PACE—Property Assessed Clean Energy Financing district—is going live in San Francisco on 1MAR. Green Finance SF will provide $150M in bond capacity to help property owners finance making their real estate more energy efficient and increasing property value by lowering utility costs via onsite generation. Click here for more information about how PACE works.
This is the perfect way to cover the upfront cost of energy efficiency and renewable energy, and has spread nationwide—seventeen states in the last 18 months have authorized similar programs. Scientific American calls it A World Changing Idea. Harvard Business Review identifies it as 2010’s Breakthrough Idea Number 5 [pdf here].

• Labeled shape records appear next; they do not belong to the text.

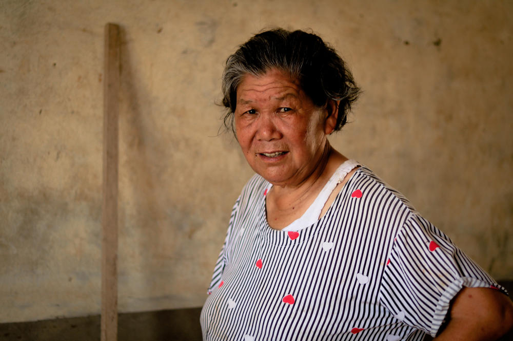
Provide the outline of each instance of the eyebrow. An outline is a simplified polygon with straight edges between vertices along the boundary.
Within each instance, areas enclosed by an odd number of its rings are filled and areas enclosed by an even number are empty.
[[[279,97],[273,97],[273,99],[276,99],[279,101],[282,101],[284,99],[286,99],[289,97],[293,97],[294,98],[298,98],[298,96],[292,93],[289,93],[288,94],[285,94],[283,96]],[[237,100],[237,104],[250,104],[253,103],[253,101],[250,99],[244,99],[244,98],[240,98]]]

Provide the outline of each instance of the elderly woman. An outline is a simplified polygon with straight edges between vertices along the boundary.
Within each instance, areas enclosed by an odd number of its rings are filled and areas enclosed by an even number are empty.
[[[204,339],[491,340],[511,328],[504,288],[330,145],[359,89],[319,37],[255,35],[228,58],[223,92],[256,174],[231,211]]]

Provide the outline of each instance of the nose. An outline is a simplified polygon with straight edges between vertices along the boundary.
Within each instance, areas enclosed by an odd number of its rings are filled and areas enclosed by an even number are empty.
[[[256,138],[259,141],[272,141],[279,139],[280,131],[271,115],[261,115],[258,118]]]

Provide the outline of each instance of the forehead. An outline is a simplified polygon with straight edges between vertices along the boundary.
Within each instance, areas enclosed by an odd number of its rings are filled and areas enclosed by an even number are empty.
[[[272,69],[263,75],[246,74],[237,88],[237,103],[301,98],[305,94],[299,82],[282,71]]]

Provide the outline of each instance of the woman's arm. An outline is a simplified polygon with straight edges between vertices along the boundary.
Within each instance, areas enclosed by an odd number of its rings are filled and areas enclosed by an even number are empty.
[[[433,341],[490,341],[513,328],[513,303],[499,290],[463,288],[453,300],[450,319]]]

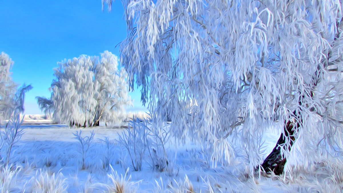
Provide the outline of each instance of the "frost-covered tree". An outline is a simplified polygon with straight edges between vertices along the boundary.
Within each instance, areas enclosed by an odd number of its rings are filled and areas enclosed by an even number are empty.
[[[55,121],[92,127],[116,122],[132,105],[126,73],[118,68],[117,56],[105,51],[97,56],[82,55],[59,63],[49,99],[37,97],[40,108]]]
[[[237,135],[251,172],[281,174],[296,153],[310,162],[342,155],[341,2],[122,1],[121,62],[130,88],[142,87],[153,127],[167,114],[176,136],[200,139],[224,161]],[[263,161],[258,136],[271,127],[281,134]]]
[[[0,55],[0,120],[8,119],[14,107],[11,99],[15,93],[16,86],[12,80],[10,70],[13,62],[3,52]],[[1,121],[0,121],[1,123]]]

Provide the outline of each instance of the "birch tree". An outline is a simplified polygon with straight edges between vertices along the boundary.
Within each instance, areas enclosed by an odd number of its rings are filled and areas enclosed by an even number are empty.
[[[16,86],[10,71],[13,63],[8,55],[3,52],[0,54],[0,123],[9,118],[14,107],[11,99],[15,94]]]
[[[37,97],[40,108],[55,120],[71,126],[93,127],[100,122],[118,122],[128,95],[126,73],[118,69],[118,58],[105,51],[101,57],[84,55],[59,63],[48,99]]]
[[[175,136],[200,140],[224,162],[236,135],[252,172],[281,174],[294,149],[309,162],[341,155],[339,1],[122,1],[121,63],[130,88],[142,87],[153,127],[168,114]],[[258,136],[273,126],[281,136],[263,160]]]

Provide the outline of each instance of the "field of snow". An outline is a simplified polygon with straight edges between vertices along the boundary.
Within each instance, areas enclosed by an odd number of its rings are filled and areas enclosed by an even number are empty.
[[[172,140],[166,145],[169,162],[165,169],[153,169],[147,156],[143,157],[141,170],[135,171],[130,155],[118,141],[127,123],[111,128],[76,128],[42,124],[38,117],[28,118],[34,124],[22,125],[24,133],[13,148],[10,166],[1,168],[1,192],[121,192],[121,189],[124,192],[339,192],[343,190],[343,167],[338,163],[323,162],[310,170],[299,167],[292,175],[281,177],[249,176],[244,158],[238,158],[230,165],[213,167],[209,152],[201,146]],[[81,138],[94,134],[89,143],[84,143],[83,156],[80,141],[74,138],[80,131]],[[266,138],[273,139],[265,143],[267,154],[278,136],[270,134]]]

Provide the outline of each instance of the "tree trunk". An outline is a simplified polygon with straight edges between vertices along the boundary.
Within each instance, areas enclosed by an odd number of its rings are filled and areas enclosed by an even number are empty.
[[[293,114],[296,114],[295,112],[294,112]],[[294,133],[298,133],[300,126],[299,123],[297,123],[296,120],[293,118],[285,122],[284,128],[284,134],[281,134],[275,147],[261,165],[267,173],[270,174],[273,172],[275,175],[280,175],[283,172],[284,167],[287,159],[282,155],[281,148],[284,148],[288,147],[288,150],[291,151],[292,146],[296,140]],[[285,146],[284,145],[286,143],[286,138],[289,139],[287,140],[289,144],[286,144]]]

Cost of capital [aka assessment rate] hasn’t been set yet—but probably not too far off of Sonoma County’s Energy Independence Program’s [SCEIP] seven percent [deductible as a property tax expense] assessment rate with a 15 or 20 year term. Sonoma allows you to borrow up to 50% of the assessed value of the property, and you also get the Treasury Cash Grant and California Solar Initiative incentives for solar if you are eligible. The assessment goes with the property, eliminating any due on sale clauses typical with current lease programs offered. Commercial property owners will need to get consent from their lenders—most banks are on-board with PACE, since the value of the asset increases by more than the cost of the improvements.
This program can pay for an entire Green Package--solar electric, solar hot water, sub-metering and demand response, real time monitoring, lighting retrofits, and HVAC retrofits. These Green Package improvements are a great way to add value and distinguish your property in a very competitive real estate market. And the payback time goes to zero—improvements with a roughly five year payback amortized on your tax bill over fifteen or twenty years. Think about this for your next lease renewal—a tenant incentive that adds real value to your property.
Noted is the fact that 50% of Sonoma County’s investment to date has been for PV—a natural step for our climate.
The first step is getting a PG&E or equivalent energy audit and then reviewing your current baseline and real estate with us to discuss project feasibility.
Your property not located in San Francisco? You are in luck if you are in Sonoma County [application here .pdf] —and programs are in development elsewhere in the Bay Area with deployment expected later this year. CaliforniaFIRST, a program available from Renewable Funding, is recruiting pilot counties and cities. Want to get a program launched in your community? Start here.
UPDATE: Go Live date postponed. “Money awarded from the ARRA funds through the State Energy Program (SEP) was provided recently, and there are legal considerations about the proper use of this money and how it affects program requirements that still need to be figured out before the program is ready to launch. All of the information available on March 1 will be put up on the website at www.greenfinancesf.org and the program is now expected to roll-out on or before April 1.”